Seth Godin, a marketing guru, discusses his opinion about “what school is for” in this above video. Although this talk or Seth Godin are not directly related to medical education, this is still related to education and can still be applied to today’s medical education curriculum in many aspects.
Mr. Godin goes on to explain that school was modeled in the industrial age and has changed little ever since. The video covers such concepts as:
- Standardized exams in the industrial age were used as a tool to sort students. The person who created the standardized exams later on came to believe that the standardized exams were too crude, but due to his new conclusions he was excluded from his field.
- Teachers in the industrial age believed that school was about teaching obedience and respect.
- The industrial revolution created products en mass, but also needed people who were educated on consuming these products in order to survive. Therefore, schools were also created to educate people (or make replicas of people) about these products.
Mr. Godin states that people are more inclined to do more if it’s art, but do less if it’s work. He also says that now we are more intrigued in interesting stuff, but schools are dissuading us from being creative. With the help of technology:
- We are finding out new ways of learning so that we don’t depend so much on the person standing in front of a classroom giving a lecture.

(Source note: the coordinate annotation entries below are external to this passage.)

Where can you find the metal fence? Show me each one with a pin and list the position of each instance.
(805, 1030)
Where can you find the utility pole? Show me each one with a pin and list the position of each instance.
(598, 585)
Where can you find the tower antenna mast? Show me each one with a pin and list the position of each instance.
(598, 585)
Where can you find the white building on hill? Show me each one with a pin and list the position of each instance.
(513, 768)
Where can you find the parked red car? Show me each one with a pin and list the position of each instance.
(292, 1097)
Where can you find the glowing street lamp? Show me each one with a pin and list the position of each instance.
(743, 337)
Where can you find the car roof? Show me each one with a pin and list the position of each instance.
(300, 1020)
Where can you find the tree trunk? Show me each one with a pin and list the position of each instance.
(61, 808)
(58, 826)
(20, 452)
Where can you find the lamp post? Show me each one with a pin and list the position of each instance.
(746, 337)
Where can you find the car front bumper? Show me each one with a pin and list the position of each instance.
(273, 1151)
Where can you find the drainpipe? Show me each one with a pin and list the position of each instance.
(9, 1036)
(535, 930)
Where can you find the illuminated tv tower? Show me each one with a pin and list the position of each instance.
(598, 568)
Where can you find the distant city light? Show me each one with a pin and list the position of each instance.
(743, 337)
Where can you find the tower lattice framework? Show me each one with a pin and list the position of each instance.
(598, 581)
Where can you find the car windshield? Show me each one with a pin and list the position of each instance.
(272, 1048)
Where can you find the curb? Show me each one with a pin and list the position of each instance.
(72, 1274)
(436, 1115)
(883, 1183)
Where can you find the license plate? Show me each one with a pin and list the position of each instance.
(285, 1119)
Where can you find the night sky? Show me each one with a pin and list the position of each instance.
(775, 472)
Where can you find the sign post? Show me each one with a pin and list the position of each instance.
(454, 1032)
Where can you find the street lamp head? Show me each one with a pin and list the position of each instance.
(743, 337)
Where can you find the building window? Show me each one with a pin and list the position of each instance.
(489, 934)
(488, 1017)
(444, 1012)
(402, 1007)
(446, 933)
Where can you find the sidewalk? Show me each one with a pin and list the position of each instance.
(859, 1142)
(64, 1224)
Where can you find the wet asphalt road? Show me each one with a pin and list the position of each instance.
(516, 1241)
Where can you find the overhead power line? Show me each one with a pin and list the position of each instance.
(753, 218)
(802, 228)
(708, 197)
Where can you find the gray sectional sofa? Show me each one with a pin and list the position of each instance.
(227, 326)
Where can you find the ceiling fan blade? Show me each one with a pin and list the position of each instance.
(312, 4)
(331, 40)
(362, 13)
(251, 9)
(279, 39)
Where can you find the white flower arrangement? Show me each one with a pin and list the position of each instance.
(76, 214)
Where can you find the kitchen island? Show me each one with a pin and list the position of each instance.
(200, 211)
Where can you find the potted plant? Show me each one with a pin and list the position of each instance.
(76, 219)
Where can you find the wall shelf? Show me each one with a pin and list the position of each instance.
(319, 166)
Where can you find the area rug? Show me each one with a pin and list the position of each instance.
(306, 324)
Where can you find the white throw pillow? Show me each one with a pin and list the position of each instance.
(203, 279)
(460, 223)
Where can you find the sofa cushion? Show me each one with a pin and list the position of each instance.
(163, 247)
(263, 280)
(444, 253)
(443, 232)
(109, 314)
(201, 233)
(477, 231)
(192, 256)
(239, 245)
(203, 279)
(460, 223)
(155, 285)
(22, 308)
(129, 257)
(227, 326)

- We can read about what interests us
- We can view lectures from experts
- We can learn anything with the help of the internet.
HOW school should function
He then goes on to enumerate 8 things to answer what school is for, or better yet, how he thinks school SHOULD function:
Homework during the day, lectures at night
This sounds like the concept of “flipping the classroom” (similar toKhan’s Academy) where students watch lectures at night and come to school to work out problems during the day with their teachers.
Open book, open note all the time
“There is zero value memorizing anything ever again. Anything that is worth memorizing is worth looking up.” I’m not sure if I agree with this 100%, but it sounds similar to another quote by Albert Einstein about memorizing “Never memorize something you can look up.
Access any course, anywhere, anytime in the world when you want to take it
This is an example of asynchronous learning such as Coursera.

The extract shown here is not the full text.